Жизнь в Европе не явилась следствием сознательного выбора, скорее тут было стечение обстоятельств. Во всяком случае, Набоков, любивший поговорить о том, каким прозорливцем был он, решив принять эмигрантскую судьбу как благо, никогда не утверждал, что Америка его чем-то тяготила, а Европа искушала и влекла. Та Европа, которая предстала после перерыва в два десятилетия, показалась ему малознакомым ландшафтом. Париж опустел: русская колония стала намного меньше, писателей не осталось почти никого, только Борис Зайцев, к которому Набоков никогда не испытывал ни интереса, ни симпатии, доживал свой долгий век на авеню де Шале. Кембридж, куда Набокова позвали с лекцией о цензуре в России, выглядел в его глазах обветшалым, а по сравнению с громадными американскими университетами — еще и провинциальным: удивительно, как он этого совсем не замечал прежде.

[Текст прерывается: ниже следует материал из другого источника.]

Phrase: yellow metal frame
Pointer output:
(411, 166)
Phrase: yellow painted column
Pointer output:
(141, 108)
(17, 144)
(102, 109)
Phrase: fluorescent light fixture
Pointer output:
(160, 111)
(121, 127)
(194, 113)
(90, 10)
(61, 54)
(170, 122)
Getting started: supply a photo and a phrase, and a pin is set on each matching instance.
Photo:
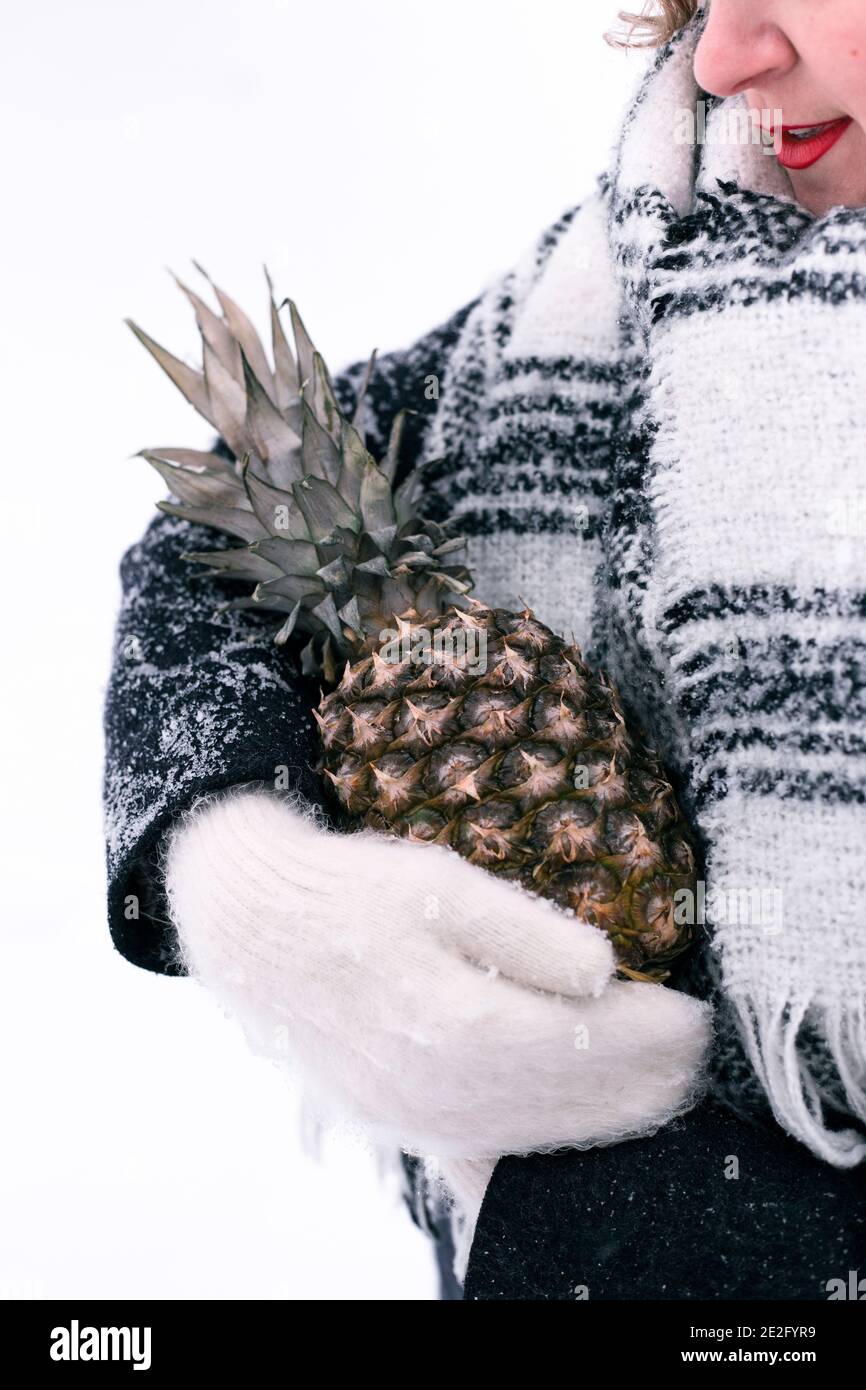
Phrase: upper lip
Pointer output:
(806, 125)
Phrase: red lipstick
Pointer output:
(799, 146)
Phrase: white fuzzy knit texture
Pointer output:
(444, 1009)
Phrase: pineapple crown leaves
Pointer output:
(328, 541)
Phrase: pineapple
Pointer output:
(444, 720)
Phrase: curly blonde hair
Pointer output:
(656, 22)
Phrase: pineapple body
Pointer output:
(496, 740)
(452, 723)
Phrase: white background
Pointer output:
(384, 157)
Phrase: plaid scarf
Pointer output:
(654, 428)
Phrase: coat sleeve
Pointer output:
(198, 704)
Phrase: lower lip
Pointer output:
(801, 154)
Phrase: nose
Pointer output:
(741, 49)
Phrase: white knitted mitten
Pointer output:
(448, 1011)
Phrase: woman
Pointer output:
(652, 427)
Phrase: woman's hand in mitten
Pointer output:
(442, 1007)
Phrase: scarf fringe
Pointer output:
(794, 1091)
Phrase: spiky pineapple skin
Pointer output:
(524, 766)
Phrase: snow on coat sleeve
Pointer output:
(198, 702)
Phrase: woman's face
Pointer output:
(808, 60)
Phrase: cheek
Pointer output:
(838, 47)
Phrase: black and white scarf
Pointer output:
(654, 430)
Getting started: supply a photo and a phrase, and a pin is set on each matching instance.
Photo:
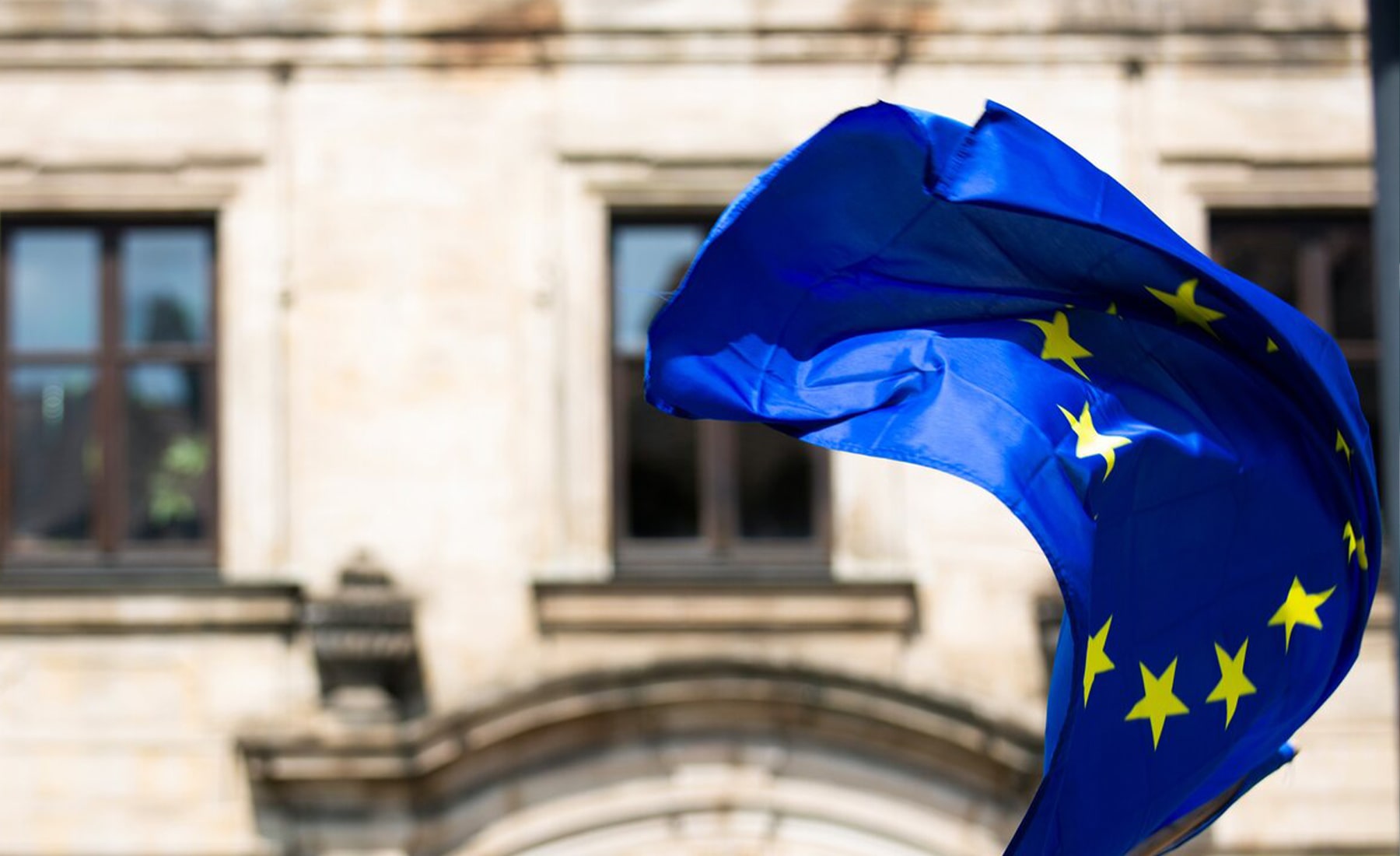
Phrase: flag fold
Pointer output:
(1186, 449)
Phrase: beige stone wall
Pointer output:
(412, 219)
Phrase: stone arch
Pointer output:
(699, 758)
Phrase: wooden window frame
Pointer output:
(110, 360)
(717, 549)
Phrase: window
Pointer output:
(706, 496)
(107, 345)
(1321, 262)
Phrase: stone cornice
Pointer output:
(552, 47)
(719, 605)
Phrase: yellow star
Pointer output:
(1095, 661)
(1059, 345)
(1091, 442)
(1234, 684)
(1349, 534)
(1158, 702)
(1300, 609)
(1189, 311)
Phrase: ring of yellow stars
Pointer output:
(1095, 661)
(1234, 684)
(1354, 544)
(1091, 442)
(1300, 609)
(1158, 701)
(1059, 345)
(1189, 311)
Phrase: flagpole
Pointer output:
(1385, 75)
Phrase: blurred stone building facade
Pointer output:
(332, 523)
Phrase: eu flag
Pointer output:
(1186, 449)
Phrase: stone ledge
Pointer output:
(726, 605)
(72, 610)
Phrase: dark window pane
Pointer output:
(168, 461)
(775, 484)
(166, 285)
(663, 492)
(649, 262)
(1262, 250)
(55, 276)
(1353, 282)
(55, 458)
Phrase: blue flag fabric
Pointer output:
(1186, 449)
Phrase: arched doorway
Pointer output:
(702, 758)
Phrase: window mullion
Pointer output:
(6, 416)
(108, 472)
(719, 486)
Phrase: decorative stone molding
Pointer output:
(434, 784)
(720, 605)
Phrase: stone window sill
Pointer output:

Тема лекции была выбрана не без причины. Предстояли парламентские слушания о границах морально допустимого в книгах и фильмах. Все понимали, что решается английская судьба девочки, своей невыразимой прелестью заставившей о себе «мечтать мир целый» и давшей ему почувствовать волшебство искусства. Стихи об этой девочке и о посвященной ей книге — «Какое сделал я дурное дело» — написаны Набоковым под самый конец 1959 года, уже в Италии. Они кончаются бесконечно цитируемыми строчками про «тень русской ветки», которую, вопреки веку и корректору, читающему текст по-английски, увидят в конце набоковского абзаца. Надо было бы добавить, что желающие ее распознать должны обращаться к текстам, написанным в Америке, но не в последний, европейский период набоковского творчества. К текстам, появившимся позже «Пнина».

«Гали-мар», выпустившее «Лолиту», закатило прием, пригласив весь цвет парижского артистического мира и журналистов. Незадолго до этого в крупном журнале появилась статья о романе и его авторе, написанная Зинаидой Шаховской, той самой, с которой до войны Набоков был на «ты» и которую считал одним из своих ближайших друзей. Книга ей в общем не нравилась, хотя статья была корректной по тону, отдающей должное таланту и мастерству прозаика, которого Шаховская по-прежнему ценила как крупнейшую фигуру в современной литературе.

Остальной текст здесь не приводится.